Leona looked at the team of many agents, still maintaining their posts around the unit. “Are there any civilians?”
“We’re not on the manifest you have access to. There are more people in here than you can see.”
“What? My investigation relied on—”
“This is what Annora wanted. She wanted her own police force, and we obliged. Take it up with her.”
Leona sighed. “Let’s go.”
Ecrin turned towards her number two. “Lieutenant, you have the field.”
“Yes, sir.”
Leona and Ecrin entered the room alone together, and closed the door behind them. Leona took the detector out, and started waving it in front of the wall, which acted to materialize a portal. It was pink and sparkly, like a vertical puddle of toothpaste.

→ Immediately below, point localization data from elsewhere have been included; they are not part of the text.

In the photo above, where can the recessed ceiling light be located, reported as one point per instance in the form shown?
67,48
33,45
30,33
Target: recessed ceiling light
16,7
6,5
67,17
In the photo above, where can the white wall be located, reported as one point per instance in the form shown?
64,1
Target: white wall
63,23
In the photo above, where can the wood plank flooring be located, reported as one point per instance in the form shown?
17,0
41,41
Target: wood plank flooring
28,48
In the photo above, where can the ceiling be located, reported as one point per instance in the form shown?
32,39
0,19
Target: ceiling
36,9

“Remember, you have point.”
“Yes, sir,” Leona replied. She cautiously walked through the puddle, only to find herself in a jail cell, completely naked. A second portal opened in the cell across from her, through which Ecrin exited, also naked. No, it wasn’t a second portal, but the same one moved.
“What is this? Where are we?” she demanded to know.

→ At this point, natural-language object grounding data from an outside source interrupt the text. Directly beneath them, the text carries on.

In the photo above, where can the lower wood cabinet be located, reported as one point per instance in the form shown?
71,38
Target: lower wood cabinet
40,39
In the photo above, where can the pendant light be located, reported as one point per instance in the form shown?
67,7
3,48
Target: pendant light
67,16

They heard a man laugh next to Leona’s cell, which was but one of a whole block. Across from him, Leona could see another man, who was not so joyful. He nodded towards Leona. “Your new clothes are on the bed. There’s a privacy switch on that wall.”

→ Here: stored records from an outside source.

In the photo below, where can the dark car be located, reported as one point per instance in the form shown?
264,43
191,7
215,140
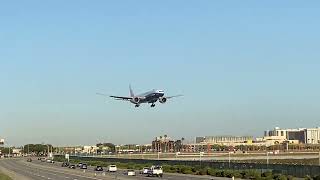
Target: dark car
84,166
65,164
98,168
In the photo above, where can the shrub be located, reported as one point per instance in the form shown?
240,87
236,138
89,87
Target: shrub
316,177
307,177
280,177
266,174
211,172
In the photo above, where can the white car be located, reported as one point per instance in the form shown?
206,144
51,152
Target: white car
155,171
145,170
131,172
112,168
50,161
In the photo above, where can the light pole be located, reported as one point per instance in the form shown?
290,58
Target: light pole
267,160
229,159
319,157
201,154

So Leona was locked up yet again. No biggie. She had escaped every time, so this would surely be no different. She didn’t bother using the privacy switch, but Ecrin did as she changed her clothes. It created a full wall in front of the bars.
“What is this place?” Leona asked.
“Passenger jail,” the man Leona couldn’t see responded. “What are you in for?”
“Nothing,” Leona said. “I came in here looking for Annora Ubiña’s killer.”
He laughed again. “Well, ya found him. Forgive me if I don’t let you handcuff me. My arms don’t bend that way.”
“You’ve been stuck here all these years?”
“I thought I had figured out how to get in here without going through one of the cells. I was wrong.”
“Why did you do it?” she questioned.
“If you’re a cop, then I’m sure you’ve heard this a million times, but it really was an accident. I was planning to turn myself in. I just...needed to get him out of here before the dimensions were sealed off. I failed.”
“So you knew she was alive when you left her in microponics, and that her death would close the entrances,” she scolded.
“There was nothing I could do. I hit her too hard.”
“My girlfriend has the power to heal people, even from the brink of death!” Leona yelled.
“Well, I didn’t know that!” he yelled back. “My cousin was locked in here, so all I could think about was getting him free! If I had known that, I would have tried to save her. I don’t wanna be in here any more than you do.”
“I came in here with an emergency teleporter. What happened to it?”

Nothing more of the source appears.